The horrific scenes over the past days of Hamas militants proudly handing over Israeli hostages – alive and dead – to the Red Cross have shocked the world. It is hard to imagine any more brutal or grotesque infringement of international law and morals. But why is there no international outcry? Why is Israel pressured to beg to get back its citizens, forced to release hundreds of convicted Palestinian killers and terrorists in return for dead bodies of innocent civilians?
One reason is that many people have the idea that, while the atrocities of October 7th are to be condemned, Hamas is legitimately fighting to liberate the Palestinian people from a cruel and illegal occupation of Palestinian land. Underlying this is a narrative that is pushed in the media and in the United Nations that Israel itself is established on Palestinian territory.
This “occupation” narrative quickly morphs into the “genocide” narrative peddled by the likes of the UN Special Rapporteur Francesca Albanese – who argue that Israel itself is a colonial, genocidal enterprise.
The occupation/colonialism myth was invented when the UN was hijacked by anti-Western states in the mid-1970s. Since then, the United Nations has actively promoted the historically and legal false narrative that the Jewish State of Israel has no right to exist. In essence, the UN is seeking to destroy one of its own members – the Jewish State of Israel.
This “occupation” narrative was presented by the Islamic, Arab and African states to the International Court of Justice last year (2024). That resulted in a biased and one-sided advisory opinion declaring that Israel’s “occupation” of “Palestinian territory” has become illegal. According to the Court, no Israeli person (military or civilian) may be present in East Jerusalem, or Judea and Samaria (known as “the West Bank”) or the Gaza Strip.

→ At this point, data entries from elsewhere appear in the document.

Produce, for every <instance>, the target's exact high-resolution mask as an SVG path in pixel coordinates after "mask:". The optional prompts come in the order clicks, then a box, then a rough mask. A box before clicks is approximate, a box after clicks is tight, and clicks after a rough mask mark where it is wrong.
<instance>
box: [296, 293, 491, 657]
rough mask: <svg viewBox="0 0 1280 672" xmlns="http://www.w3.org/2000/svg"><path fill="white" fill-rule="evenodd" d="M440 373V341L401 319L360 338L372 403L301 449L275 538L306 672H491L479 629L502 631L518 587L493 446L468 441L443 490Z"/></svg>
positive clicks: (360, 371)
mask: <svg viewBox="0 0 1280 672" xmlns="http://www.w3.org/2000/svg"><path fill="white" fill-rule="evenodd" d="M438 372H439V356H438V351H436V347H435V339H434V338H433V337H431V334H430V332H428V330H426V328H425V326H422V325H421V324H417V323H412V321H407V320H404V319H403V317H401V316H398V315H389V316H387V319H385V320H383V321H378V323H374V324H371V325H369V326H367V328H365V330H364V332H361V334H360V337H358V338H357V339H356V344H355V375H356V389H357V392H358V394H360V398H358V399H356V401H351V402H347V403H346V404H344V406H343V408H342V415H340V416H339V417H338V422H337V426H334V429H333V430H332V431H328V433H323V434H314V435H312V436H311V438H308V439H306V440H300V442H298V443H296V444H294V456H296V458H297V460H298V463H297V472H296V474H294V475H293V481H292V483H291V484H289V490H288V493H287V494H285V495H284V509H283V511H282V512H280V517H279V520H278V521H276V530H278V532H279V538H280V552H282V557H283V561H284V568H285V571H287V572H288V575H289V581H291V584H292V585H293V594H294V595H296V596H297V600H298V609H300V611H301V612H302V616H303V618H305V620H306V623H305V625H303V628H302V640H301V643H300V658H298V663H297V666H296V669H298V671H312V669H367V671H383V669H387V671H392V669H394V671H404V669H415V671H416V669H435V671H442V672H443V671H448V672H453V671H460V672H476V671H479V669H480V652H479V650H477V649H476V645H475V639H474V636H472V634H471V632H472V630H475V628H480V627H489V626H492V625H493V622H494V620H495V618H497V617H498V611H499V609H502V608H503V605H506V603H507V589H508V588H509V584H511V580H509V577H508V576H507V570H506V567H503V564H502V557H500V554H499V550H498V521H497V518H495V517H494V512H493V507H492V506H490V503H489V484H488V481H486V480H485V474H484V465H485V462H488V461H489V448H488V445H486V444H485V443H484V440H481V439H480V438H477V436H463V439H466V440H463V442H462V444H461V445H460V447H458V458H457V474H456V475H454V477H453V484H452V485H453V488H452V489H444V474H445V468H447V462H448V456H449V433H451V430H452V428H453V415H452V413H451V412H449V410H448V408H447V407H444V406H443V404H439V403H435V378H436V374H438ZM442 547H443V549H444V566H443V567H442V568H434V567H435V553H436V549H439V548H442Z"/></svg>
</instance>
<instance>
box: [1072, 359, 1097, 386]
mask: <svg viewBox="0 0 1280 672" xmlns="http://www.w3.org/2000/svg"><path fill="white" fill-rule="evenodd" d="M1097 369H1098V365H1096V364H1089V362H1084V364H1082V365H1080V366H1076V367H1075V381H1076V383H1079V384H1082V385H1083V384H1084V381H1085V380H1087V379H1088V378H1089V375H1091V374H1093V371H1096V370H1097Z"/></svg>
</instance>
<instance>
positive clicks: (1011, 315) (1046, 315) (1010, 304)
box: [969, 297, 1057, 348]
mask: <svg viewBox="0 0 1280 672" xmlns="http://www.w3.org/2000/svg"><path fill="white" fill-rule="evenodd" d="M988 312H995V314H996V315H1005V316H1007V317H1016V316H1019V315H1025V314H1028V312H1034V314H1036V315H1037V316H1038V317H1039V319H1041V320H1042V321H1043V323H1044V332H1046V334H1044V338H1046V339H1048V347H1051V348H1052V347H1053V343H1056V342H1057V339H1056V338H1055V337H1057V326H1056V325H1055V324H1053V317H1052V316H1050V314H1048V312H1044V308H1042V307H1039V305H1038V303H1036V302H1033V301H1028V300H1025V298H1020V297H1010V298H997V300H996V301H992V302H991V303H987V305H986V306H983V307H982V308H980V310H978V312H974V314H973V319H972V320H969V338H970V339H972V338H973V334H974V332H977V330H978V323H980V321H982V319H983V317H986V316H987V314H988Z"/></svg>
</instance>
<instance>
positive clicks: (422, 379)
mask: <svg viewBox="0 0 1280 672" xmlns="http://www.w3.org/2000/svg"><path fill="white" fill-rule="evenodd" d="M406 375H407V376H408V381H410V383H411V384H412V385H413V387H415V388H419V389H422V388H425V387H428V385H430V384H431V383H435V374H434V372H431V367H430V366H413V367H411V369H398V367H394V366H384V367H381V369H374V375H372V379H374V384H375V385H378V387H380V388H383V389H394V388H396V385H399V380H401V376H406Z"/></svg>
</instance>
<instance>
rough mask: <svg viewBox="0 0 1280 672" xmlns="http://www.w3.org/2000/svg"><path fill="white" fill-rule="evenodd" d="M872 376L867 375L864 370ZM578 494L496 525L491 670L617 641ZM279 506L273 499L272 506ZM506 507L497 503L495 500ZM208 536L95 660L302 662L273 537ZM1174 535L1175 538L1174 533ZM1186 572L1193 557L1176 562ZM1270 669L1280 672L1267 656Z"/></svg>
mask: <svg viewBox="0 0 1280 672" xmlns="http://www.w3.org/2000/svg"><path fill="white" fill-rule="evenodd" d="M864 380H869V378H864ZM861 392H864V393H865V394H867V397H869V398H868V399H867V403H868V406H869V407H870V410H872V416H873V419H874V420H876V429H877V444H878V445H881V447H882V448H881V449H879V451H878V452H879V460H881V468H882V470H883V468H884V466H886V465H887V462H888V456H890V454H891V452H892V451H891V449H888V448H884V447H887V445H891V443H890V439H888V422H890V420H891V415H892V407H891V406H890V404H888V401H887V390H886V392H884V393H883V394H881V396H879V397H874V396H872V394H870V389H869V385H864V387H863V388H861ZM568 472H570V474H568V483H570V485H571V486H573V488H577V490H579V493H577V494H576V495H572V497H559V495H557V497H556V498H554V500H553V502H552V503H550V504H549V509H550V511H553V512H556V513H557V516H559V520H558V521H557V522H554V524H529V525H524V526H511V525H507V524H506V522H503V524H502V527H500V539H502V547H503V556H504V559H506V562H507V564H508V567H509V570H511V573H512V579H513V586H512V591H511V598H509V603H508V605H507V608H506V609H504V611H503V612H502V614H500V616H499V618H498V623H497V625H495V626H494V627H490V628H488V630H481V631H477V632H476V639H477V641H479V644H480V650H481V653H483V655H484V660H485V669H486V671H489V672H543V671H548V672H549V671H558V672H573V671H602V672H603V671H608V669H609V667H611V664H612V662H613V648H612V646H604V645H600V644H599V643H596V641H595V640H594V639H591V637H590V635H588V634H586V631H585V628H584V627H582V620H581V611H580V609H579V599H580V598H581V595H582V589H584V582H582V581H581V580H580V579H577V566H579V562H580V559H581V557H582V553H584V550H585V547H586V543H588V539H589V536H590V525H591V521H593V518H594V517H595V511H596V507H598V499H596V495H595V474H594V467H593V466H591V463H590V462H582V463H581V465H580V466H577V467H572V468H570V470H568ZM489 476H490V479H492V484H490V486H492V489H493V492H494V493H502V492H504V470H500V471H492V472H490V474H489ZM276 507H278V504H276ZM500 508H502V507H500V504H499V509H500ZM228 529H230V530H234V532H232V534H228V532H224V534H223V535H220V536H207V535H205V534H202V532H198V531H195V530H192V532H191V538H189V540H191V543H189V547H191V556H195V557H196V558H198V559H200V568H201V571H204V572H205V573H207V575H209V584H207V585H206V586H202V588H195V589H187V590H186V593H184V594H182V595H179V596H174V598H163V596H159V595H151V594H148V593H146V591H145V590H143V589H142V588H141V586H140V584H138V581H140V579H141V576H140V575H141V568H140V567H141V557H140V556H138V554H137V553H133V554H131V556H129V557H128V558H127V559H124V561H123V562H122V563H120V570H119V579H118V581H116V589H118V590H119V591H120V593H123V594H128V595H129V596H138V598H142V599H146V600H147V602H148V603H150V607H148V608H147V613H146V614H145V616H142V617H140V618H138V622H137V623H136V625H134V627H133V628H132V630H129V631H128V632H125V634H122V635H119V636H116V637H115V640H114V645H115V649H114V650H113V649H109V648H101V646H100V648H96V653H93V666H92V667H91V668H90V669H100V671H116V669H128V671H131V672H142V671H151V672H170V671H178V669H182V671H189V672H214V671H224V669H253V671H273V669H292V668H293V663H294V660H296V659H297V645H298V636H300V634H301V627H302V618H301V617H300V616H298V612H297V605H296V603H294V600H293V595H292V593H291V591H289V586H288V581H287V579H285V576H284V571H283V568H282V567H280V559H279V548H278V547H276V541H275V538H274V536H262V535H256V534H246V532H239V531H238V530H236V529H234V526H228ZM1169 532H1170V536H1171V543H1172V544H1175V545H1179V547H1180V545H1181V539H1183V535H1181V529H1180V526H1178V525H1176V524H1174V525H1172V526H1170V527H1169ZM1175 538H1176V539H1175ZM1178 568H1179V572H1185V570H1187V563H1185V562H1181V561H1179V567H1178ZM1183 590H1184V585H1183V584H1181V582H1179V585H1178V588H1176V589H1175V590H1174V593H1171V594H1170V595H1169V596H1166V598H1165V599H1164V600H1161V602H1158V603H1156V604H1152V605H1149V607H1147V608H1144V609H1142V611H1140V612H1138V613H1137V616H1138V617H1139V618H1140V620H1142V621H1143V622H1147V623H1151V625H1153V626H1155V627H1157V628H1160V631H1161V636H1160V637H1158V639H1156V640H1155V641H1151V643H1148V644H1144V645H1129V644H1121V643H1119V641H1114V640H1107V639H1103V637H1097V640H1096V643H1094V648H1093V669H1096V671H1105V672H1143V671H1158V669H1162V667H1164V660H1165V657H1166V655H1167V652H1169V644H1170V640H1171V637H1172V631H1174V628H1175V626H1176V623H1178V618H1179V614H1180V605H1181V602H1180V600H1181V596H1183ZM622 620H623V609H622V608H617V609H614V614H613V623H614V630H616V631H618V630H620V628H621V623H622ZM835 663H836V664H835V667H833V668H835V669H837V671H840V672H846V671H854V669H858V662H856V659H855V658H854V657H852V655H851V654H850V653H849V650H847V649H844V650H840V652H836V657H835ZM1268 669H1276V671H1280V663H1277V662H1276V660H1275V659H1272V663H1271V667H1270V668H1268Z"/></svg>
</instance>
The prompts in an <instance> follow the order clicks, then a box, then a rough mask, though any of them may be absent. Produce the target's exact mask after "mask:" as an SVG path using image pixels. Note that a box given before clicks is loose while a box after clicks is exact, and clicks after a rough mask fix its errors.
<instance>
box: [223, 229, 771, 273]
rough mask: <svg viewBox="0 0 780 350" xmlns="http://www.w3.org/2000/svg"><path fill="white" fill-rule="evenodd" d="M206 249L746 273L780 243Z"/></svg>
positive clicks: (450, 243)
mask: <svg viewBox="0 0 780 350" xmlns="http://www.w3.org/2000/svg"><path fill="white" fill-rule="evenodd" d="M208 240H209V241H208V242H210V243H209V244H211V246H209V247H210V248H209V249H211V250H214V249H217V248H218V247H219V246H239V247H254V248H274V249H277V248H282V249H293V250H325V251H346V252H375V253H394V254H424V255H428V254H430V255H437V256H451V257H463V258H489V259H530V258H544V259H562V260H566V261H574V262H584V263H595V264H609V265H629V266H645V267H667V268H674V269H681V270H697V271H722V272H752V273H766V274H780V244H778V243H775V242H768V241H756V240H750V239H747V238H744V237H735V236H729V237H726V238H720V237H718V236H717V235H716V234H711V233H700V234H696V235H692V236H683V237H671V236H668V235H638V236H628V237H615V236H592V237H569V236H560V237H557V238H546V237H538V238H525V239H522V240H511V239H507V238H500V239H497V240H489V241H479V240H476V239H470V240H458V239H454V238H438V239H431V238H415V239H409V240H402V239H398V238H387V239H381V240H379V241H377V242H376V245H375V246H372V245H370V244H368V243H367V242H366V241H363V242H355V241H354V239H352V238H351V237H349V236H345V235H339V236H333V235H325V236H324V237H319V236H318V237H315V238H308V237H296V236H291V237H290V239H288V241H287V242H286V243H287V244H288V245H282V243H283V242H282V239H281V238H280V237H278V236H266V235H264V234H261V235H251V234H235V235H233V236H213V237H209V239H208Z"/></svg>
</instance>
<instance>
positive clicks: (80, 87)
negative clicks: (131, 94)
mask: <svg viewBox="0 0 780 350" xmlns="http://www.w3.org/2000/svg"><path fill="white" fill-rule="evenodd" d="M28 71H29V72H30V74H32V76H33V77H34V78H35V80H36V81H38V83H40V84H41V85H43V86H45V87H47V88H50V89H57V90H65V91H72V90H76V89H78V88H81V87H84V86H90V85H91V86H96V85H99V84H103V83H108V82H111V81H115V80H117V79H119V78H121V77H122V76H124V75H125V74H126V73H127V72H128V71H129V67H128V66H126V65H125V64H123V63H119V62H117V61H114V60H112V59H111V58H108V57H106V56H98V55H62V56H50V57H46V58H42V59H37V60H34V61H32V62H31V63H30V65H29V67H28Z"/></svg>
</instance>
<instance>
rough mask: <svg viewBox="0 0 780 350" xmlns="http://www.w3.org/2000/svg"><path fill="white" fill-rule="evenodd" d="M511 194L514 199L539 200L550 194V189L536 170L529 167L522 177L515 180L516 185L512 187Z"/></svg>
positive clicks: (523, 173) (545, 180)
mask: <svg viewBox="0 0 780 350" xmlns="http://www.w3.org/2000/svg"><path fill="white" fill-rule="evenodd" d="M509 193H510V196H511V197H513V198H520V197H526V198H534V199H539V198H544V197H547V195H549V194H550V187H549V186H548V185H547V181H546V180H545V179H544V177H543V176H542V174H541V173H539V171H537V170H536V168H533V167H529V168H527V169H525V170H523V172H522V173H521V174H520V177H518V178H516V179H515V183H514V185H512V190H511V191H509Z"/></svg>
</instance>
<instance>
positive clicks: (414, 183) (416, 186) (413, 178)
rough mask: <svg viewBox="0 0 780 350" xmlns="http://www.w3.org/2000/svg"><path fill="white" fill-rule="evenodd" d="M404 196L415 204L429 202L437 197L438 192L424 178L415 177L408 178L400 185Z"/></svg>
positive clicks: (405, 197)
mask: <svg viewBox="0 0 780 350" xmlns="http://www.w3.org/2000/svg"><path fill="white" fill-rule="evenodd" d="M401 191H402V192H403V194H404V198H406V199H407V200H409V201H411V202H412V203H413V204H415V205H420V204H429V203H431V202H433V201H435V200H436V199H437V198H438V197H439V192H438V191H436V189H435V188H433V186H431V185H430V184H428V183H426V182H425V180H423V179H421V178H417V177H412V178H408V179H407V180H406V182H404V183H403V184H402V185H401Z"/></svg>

The “occupation” narrative is a myth because it is based on lies. It pretends that the Palestinians are a people who have exclusively lived in the land “since time immemorial”. It denies the unique, deep and strong connection between the Jewish people and the land going well back before Islam conquered the territory in the 7th century AD. It denies the Jewish right to self-determination, and it ignores the mandate for Palestine, which is a binding instrument of international law.